Un interrogatorio fiume che è andato ben oltre i tempi previsti. E che al momento di andare in stampa non si è ancora concluso. Nichi Vendola, governatore della Puglia, è arrivato poco prima delle 15 di ieri nella sede del Comando provinciale della Guardia di Finanza di Taranto per essere interrogato, come da lui richiesto, nell’ambito dell’inchiesta sull’Ilva portata avanti dal pool di inquirenti della procura tarantina. Vendola rientra infatti tra i 53 indagati che lo scorso 30 ottobre ricevettero l’avviso di garanzia per la conclusione delle indagini preliminari.

Il governatore è indagato per il reato di concorso in concussione aggravata: la tesi dell’accusa, infatti, poggia su alcune pressioni che lo stesso Vendola avrebbe esercitato sul direttore dell’Agenzia regionale per la protezione ambientale Giorgio Assennato nel corso del 2010, al fine di ammorbidire i controlli ambientali sull’Ilva, a seguito delle insistenti richieste che arrivavano dall’azienda tramite l’ex responsabile delle relazioni istituzionali, Girolamo Archinà. Pena la mancata conferma nel ruolo di direttore il cui mandato andava rinnovato proprio nel febbraio 2011.

«Abusando il Vendola, della sua qualità di Presidente della Regione – si legge nell’avviso di conclusione delle indagini – mediante minaccia implicita della mancata riconferma nell’incarico ricoperto, costringeva Assennato Giorgio, direttore di Arpa ad ammorbidire la posizione di Arpa nei confronti delle emissioni nocive prodotte dall’impianto siderurgico dell’Ilva».
Circostanza, quella delle pressioni, che non solo Vendola ma anche lo stesso Assennato hanno però smentito più volte, pur se il direttore generale dell’Arpa si ritrova anch’egli indagato con l’accusa di favoreggiamento nei confronti del governatore della Regione Puglia.

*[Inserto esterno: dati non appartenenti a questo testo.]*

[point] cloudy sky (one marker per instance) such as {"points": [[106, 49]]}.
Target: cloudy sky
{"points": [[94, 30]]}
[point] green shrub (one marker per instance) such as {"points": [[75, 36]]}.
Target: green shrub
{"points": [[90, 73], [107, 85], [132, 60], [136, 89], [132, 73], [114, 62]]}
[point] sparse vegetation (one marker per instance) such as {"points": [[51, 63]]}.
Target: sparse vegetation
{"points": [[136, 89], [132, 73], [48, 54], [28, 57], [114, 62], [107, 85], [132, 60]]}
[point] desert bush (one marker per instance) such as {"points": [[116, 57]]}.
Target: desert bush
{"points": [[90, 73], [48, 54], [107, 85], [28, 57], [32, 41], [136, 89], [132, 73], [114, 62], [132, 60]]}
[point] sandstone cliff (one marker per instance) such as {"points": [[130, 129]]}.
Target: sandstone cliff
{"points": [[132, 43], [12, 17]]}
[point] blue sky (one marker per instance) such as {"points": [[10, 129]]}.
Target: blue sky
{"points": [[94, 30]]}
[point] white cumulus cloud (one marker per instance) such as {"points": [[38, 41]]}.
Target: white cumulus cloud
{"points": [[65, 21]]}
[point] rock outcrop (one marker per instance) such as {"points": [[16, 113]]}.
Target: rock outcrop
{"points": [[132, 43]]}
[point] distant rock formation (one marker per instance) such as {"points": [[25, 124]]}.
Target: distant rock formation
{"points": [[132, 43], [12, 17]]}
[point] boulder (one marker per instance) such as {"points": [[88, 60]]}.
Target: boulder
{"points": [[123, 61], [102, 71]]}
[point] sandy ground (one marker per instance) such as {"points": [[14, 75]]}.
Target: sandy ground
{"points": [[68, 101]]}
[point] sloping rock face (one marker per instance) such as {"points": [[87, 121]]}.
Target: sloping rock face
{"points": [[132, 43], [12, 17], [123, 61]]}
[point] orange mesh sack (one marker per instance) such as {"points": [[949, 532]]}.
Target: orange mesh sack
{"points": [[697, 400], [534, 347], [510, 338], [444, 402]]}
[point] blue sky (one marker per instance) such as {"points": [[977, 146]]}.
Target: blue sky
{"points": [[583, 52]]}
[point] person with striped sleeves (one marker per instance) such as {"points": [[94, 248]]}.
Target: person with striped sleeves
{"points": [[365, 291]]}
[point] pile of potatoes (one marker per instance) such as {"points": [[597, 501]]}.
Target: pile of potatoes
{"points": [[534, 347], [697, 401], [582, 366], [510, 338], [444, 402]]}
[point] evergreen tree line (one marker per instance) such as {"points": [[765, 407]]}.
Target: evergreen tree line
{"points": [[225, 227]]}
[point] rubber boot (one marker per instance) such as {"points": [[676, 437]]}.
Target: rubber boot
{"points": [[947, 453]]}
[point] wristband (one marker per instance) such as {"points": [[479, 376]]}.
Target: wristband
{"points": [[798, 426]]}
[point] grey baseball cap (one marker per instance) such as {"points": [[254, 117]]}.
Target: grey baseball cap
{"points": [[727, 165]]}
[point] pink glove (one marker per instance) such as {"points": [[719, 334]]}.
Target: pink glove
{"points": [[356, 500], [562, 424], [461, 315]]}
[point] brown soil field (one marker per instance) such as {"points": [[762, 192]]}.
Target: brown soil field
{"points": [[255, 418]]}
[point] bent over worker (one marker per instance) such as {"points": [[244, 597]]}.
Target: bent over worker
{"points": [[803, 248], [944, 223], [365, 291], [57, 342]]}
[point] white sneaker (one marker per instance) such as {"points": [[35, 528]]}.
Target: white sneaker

I pm infatti contestano ad Assennato l’aver negato di aver ricevuto pressioni da Vendola durante gli interrogatori in cui è stato chiamato a deporre per gli episodi incriminati. Che troverebbero conferma anche in una mail nelle mani della procura, che l’ex pr dell’Ilva Girolamo Archinà inviò il 22 giugno del 2010 a Fabio Riva, vicepresidente della Riva Fire attualmente in Inghilterra e in attesa di essere estradato in Italia. In quella mail Archinà sostiene che Vendola ha intimato in Regione che «per nessun impianto di Ilva si deva ipotizzare una sia pur minima riduzione produttiva».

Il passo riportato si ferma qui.